Portugal é o favorito no grupo, ao lado da Colômbia, apontada por muitos como uma das possíveis surpresas deste Mundial. Mas também é importante não subestimar a equipe africana, que evoluiu nos últimos anos. Por fim, a seleção uzbeque, que apesar de inexperiente nesse tipo de competição, conta com um treinador que sabe o que é vencer a Copa, embora como jogador. Um prato cheio para emoções e surpresas!
Número de participações: nove
Melhor campanha: terceiro lugar
Portugal teve ao longo da história alguns momentos em que esteve em destaque, dos tempos de Eusébio até hoje. O crescimento neste século é inquestionável, com a conquista da Euro como primeiro grande título. O sentimento de que é possível sonhar com mais volta a estar presente para os portugueses, já que a geração atual parece ter tudo para atuar em alto nível e até superar as anteriores.
Por isso mesmo, as expectativas também são altíssimas — os próprios jogadores alimentam essas esperanças em seus discursos. A seleção portuguesa vem de uma vitória na Liga das Nações, onde superou adversários fortes: Alemanha, em casa, e Espanha, campeã europeia.

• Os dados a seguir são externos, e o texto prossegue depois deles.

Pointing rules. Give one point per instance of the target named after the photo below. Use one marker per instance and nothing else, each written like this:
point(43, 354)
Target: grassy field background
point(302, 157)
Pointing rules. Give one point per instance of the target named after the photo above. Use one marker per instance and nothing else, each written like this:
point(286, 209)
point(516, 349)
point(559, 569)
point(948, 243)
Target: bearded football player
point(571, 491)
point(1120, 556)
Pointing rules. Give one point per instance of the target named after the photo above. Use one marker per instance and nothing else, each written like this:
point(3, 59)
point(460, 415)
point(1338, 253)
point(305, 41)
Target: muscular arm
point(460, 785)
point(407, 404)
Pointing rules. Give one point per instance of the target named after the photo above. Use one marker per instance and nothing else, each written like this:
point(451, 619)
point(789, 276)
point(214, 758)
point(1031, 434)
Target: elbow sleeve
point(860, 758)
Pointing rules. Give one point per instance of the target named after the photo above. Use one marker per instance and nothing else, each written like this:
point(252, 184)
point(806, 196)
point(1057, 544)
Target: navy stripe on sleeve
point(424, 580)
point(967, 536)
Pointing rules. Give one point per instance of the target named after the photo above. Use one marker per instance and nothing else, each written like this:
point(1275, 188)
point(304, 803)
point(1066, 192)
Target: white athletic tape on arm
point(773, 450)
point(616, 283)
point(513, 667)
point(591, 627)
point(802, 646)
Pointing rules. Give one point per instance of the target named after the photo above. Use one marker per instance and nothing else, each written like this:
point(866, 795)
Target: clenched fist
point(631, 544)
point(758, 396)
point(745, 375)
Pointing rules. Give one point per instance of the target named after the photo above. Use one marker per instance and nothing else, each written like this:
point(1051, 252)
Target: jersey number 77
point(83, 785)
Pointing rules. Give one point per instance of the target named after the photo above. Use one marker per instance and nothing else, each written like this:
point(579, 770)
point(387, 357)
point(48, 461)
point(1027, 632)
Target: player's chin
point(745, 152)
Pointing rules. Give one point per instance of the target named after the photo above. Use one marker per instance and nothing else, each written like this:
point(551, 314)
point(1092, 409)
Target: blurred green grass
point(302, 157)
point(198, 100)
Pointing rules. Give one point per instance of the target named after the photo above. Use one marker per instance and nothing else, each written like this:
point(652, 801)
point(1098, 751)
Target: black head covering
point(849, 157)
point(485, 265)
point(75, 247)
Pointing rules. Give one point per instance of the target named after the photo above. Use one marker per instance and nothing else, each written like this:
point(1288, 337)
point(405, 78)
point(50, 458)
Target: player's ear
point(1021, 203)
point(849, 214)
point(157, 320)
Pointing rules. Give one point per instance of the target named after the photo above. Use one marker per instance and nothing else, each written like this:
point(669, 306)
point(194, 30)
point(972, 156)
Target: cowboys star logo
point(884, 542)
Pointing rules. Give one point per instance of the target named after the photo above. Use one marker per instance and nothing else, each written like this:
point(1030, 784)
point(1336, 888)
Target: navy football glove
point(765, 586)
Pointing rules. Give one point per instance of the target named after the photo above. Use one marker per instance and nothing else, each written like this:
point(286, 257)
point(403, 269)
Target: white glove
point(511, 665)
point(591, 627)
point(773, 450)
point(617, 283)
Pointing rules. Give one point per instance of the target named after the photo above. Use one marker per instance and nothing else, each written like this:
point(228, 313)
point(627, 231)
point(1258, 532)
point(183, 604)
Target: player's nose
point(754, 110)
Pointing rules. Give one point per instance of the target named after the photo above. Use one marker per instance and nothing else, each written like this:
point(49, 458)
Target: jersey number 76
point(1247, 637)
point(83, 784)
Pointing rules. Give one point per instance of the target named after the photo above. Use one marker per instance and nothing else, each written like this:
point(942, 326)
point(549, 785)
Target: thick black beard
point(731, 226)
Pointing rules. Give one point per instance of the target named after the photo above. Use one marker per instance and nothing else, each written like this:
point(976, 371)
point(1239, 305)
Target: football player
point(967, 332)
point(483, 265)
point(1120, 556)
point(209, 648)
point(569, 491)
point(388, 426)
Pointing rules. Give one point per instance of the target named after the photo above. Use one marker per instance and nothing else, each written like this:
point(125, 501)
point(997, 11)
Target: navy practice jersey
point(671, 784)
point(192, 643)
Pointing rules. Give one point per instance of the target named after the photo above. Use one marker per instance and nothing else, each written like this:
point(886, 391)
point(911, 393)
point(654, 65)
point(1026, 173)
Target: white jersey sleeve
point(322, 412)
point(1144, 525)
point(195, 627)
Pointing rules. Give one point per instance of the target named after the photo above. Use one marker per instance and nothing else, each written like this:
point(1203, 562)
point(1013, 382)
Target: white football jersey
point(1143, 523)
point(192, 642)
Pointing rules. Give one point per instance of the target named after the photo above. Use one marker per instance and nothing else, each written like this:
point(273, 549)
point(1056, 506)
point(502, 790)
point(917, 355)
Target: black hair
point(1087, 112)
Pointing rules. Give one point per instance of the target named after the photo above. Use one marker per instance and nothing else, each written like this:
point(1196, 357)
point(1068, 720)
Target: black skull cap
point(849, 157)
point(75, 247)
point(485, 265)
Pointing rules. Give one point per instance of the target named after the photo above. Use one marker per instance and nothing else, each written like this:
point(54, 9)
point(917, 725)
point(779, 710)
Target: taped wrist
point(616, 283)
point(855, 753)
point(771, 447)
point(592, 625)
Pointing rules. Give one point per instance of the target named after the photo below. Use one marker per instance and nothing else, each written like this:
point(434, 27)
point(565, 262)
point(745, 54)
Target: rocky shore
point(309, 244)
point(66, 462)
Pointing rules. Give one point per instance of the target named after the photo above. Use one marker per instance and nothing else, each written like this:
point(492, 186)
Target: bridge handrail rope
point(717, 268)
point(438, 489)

No sentido oposto, as últimas participações portuguesas no Mundial têm terminado de forma decepcionante, mesmo com bons elencos. Mais recentemente, em 2022, a Equipe das Quinas acabou eliminada nas quartas de final diante de Marrocos, sensação da Copa (um alerta para o Brasil). Antes disso, em 2018, caiu nas oitavas após derrota para o Uruguai, enquanto em 2014 nem passou da fase de grupos.
Não tem sido um nome unânime entre os torcedores portugueses; porém, Roberto Martínez já fez algo que quase ninguém conseguiu por Portugal: ganhar um troféu. O treinador espanhol também reúne muita experiência em participações anteriores, principalmente com a seleção da Bélgica, onde chegou até às semifinais na Rússia. Além disso, o técnico se destaca pela criação de um ambiente de confiança e de união do grupo.
Bruno Fernandes chega a este Mundial com certo status e em grande fase, sobretudo pela temporada individual no Manchester United. O meia quebrou o recorde de assistências da Premier League e vai, certamente, buscar servir ainda mais seus companheiros de seleção. Apesar de outras grandes estrelas, o peso da camisa 8 é inegável e o jogo português terá sempre de passar por seus pés. Há, claro, ainda Cristiano Ronaldo, mas sem o peso de protagonismo de outros tempos.
O jovem meia do PSG vai disputar sua primeira Copa do Mundo. Aos 21 anos, o atleta tem sido peça fundamental para Luis Enrique no clube francês, contribuindo não só para um dos períodos mais vitoriosos da equipe, como também para a evolução do compatriota Vitinha. O trio do PSG, completado por Nuno Mendes, promete ser a espinha dorsal desta equipe.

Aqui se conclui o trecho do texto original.